Published on July 9, 2021

AHMEDABAD: If the current hot and humid weather is making Amdavadis uneasy, a new research from the Ahmedabad University (AhdUni) pointed that rising temperatures due to climate change may be a life and death matter for the tiny insects that are highly susceptible to heat shocks.

Two recently-published studies claimed that when the fruit flies were exposed to high temperatures and less precipitation, it resulted in a drop in mating and egg production and eventually their population.

Prof Subhash Rajpurohit, principal investigator of the Experimental Ecology and Evolution Lab (EEE Lab) at AhdUni, said that two of their recent studies by the students focused on Drosophila, commonly known as fruit fly, and their response to climate warming.

The studies were carried out at the EEE lab and outdoor experimental station at the AhdUni in specially created mesocosm enclosures.

The results pointed at low egg-laying rates and lower reproduction rates vis-à-vis increase in temperature.

‘Insects cold-blooded, lose water’

Unlike humans, who have a heat-regulation mechanism, insects are ectotherms (varying body temperature with ambient temperature) and lose water quickly due to their large surface area. Thus, even a small increase in temperature could be severe for them – they undergo severe dehydration as water starts escaping through their body surface,” said Prof Rajpurohit. One of the studies took place at Ahmedabad University campus where fruit flies were kept in outdoor units and their fecundity (ability to reproduce in abundance) was observed over 90 days during the Ahmedabad summer.
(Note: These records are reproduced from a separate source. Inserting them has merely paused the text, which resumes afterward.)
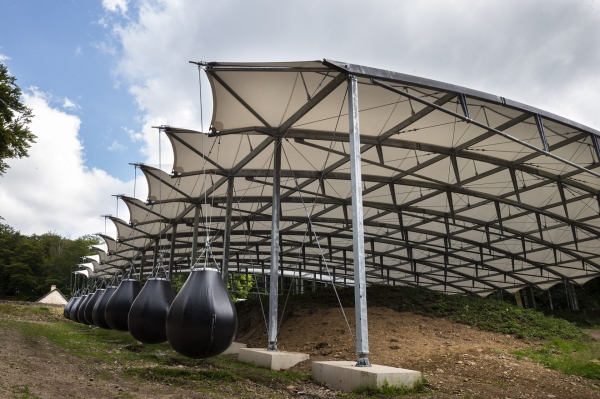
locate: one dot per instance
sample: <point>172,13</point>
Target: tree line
<point>29,265</point>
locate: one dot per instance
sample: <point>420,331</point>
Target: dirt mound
<point>456,359</point>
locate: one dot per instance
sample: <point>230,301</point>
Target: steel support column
<point>142,264</point>
<point>154,258</point>
<point>274,273</point>
<point>358,240</point>
<point>227,231</point>
<point>172,252</point>
<point>195,237</point>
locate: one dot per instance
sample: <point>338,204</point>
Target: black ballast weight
<point>73,310</point>
<point>89,308</point>
<point>81,309</point>
<point>117,308</point>
<point>67,309</point>
<point>100,307</point>
<point>148,313</point>
<point>202,321</point>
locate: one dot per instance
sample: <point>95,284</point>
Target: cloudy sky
<point>98,74</point>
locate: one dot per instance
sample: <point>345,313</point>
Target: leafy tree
<point>29,265</point>
<point>15,136</point>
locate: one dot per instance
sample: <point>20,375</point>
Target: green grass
<point>387,390</point>
<point>580,358</point>
<point>484,313</point>
<point>157,363</point>
<point>43,312</point>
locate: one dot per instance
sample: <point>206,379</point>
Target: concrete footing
<point>234,348</point>
<point>272,360</point>
<point>346,376</point>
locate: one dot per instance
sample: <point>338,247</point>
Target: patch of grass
<point>42,312</point>
<point>484,313</point>
<point>388,390</point>
<point>220,369</point>
<point>580,358</point>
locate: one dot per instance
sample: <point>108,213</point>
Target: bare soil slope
<point>457,360</point>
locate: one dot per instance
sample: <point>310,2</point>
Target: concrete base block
<point>272,360</point>
<point>234,348</point>
<point>346,376</point>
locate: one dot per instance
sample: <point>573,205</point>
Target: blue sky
<point>100,73</point>
<point>64,49</point>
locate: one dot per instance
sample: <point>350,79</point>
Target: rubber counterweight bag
<point>73,310</point>
<point>81,309</point>
<point>89,308</point>
<point>119,304</point>
<point>148,313</point>
<point>67,309</point>
<point>202,321</point>
<point>100,307</point>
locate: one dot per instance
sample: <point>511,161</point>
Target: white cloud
<point>104,48</point>
<point>115,5</point>
<point>116,146</point>
<point>52,189</point>
<point>133,135</point>
<point>542,55</point>
<point>69,105</point>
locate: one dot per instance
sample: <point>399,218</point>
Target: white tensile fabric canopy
<point>463,191</point>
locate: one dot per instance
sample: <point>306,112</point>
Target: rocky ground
<point>457,361</point>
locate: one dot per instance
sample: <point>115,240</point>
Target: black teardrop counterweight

“With the rise in temperature, we observed that the egglaying rate dropped for the flies. The relative drop in humidity also affected their fecundity as the insects felt the stress,” said Rajpurohit.

The second study, titled ‘No water, no mating: Connecting dots from behaviour to pathways,’ took the research further. Teams tested flies on reproductive parameters at varying body water levels.